Nur ein Drittel erhielt 2015 volle Riester-Zulagen

Riester-Altersvorsorge-


Die Zulagen für die Riesterrente fielen im Jahr 2015 nicht sehr üppig aus. Nur rund ein Drittel der Riester-Sparer kam in den Genuss der vollen Riesterzulagen und diese sind nach wie vor mit einer Fördergrenze gedeckelt.

Zulagen

Riesterzulagen: Ein Drittel volle Zulage, ein Drittel gar keine Förderung

Etwa ein Drittel der Riester-Sparer erhielt gar keine Förderung

Aus den vom Bundesfinanzministerium veröffentlichten Zahlen zu den in der Riester Rente verteilten Förderungen geht hervor, dass im Jahr 2015 rund 11,1 Millionen Riester-Kunden eine staatliche Zulage erhielten. Auf der anderen Seite wird auch verständlich, warum der Gesamtverband der Deutschen Versicherungswirtschaft (GDV) schon seit Jahren darauf drängt, die Deckelung der Riesterzulagen „zeitgemäß“ anzuheben. Denn nur rund jeder Dritte Riester-Sparer erhielt für das Jahr 2015 von der Zentralen Zulagenstelle für Altersvermögen (ZfA) die maximale Förderung zugeteilt. Aktuellere endgültige Zahlen für die späteren Jahre können noch nicht geliefert werden, da die Riesterförderung binnen zwei Jahre beantragt werden kann.

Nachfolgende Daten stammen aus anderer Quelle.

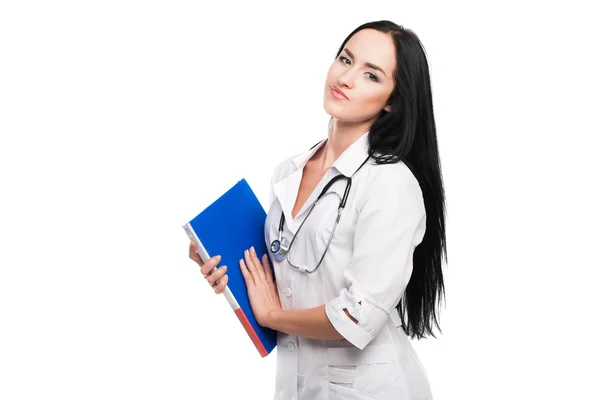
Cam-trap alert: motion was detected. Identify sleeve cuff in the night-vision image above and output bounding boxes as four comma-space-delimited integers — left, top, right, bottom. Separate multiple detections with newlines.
325, 289, 388, 350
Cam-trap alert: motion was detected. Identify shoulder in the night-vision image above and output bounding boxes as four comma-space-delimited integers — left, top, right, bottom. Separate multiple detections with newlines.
357, 160, 424, 209
365, 161, 423, 198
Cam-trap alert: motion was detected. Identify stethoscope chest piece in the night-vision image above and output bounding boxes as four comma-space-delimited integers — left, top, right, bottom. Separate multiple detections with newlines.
271, 238, 290, 261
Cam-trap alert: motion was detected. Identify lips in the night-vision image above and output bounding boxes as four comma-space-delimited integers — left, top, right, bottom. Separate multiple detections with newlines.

Da lediglich rund ein Drittel die volle Riesterförderung erhielt, aber dies unter den geförderten Sparern rund der Hälfte entspricht, bleibt damit ein großer Anteil, der überhaupt keine Zulagen erhält. Ende 2015 wurden rund 16,5 Millionen Riester-Sparer gezählt. Davon erhielten rund 5,85 Millionen eine volle Förderung. Die oft geäußerte These, vor allem Geringverdiener nutzten die Sparvorteile der Riesterrente zu wenig, hat lt. den veröffentlichten Zahlen nur wenig Substanz. Mehr als ein Drittel der Riester-Sparer wies ein Jahreseinkommen von weniger als 20.000 brutto auf.

Der Anspruch auf die volle Riesterzulage ergibt sich aus dem Sparanteil von mindestens vier Prozent des Bruttoeinkommens aus dem Vorjahr. Bei geringeren Sparanteilen ergeben sich Kürzungen, bei höheren Anteilen greift die Fördergrenze von derzeit 2.100 Euro. Dieser Deckel gilt auch bei Zurechnung von berechtigten Kinderzulagen von 185 Euro (Geburt vor 2008) bzw. 300 Euro (Geburt ab 2008).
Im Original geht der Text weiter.